Los filmes necesarios

El festival y la competición internacional, como hemos comentado, han puesto la atención en los conflictos que se están viviendo en el mundo, revoluciones, protestas… en otros casos levantamientos o catástrofes, como Babylon de Youssef Chebbi, Ismaël Chebbi y Ala Eddine Slim (Túnez, 2012) y Vers Madrid (The Burning Bright)! (Sylvain George, Francia, 2012). Caso aparte es la obra The Radiant, de The Otolith Group (Reino Unido, 2012); su propuesta, la investigación de las imágenes y una particular articulación del film con todo tipo de recursos son ya señas de identidad de un grupo con 10 años de actividad donde las propuestas artísticas navegan sobre la investigación del lenguaje de las imágenes y el documento sociocultural, bajo el lema “El mundo no necesita más películas, ni más vídeo arte”, una regeneración de la percepción de los acontecimientos filmados y sobre todo una disección de las imágenes que vemos y la cultura que las crea.
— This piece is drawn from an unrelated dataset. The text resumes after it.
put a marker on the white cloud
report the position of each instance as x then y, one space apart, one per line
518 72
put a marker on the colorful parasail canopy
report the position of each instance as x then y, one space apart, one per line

Esta propuesta se ha dirigido en este caso a las consecuencias radiactivas generadas en la devastación acontecida por el último colapso nuclear. Babylon nos conduce, bajo una propuesta más convencional del tratamiento de las imágenes, por la creación de una comunidad humana, o una ciudad “babilónica”, en este caso los campos de refugiados levantados en la frontera con Túnez. Con su cámara el reportero finalmente encuentra un hilo narrativo en la necesidad de crear un lugar habitable en medio del desierto, respondiendo a la perentoria situación. Miles de refugiados huyen de la guerra… La Babilonia moderna aparece y desaparece en medio de una situación límite y miles de restos de basura, hoy por hoy el verdadero indicio de que la humanidad existe.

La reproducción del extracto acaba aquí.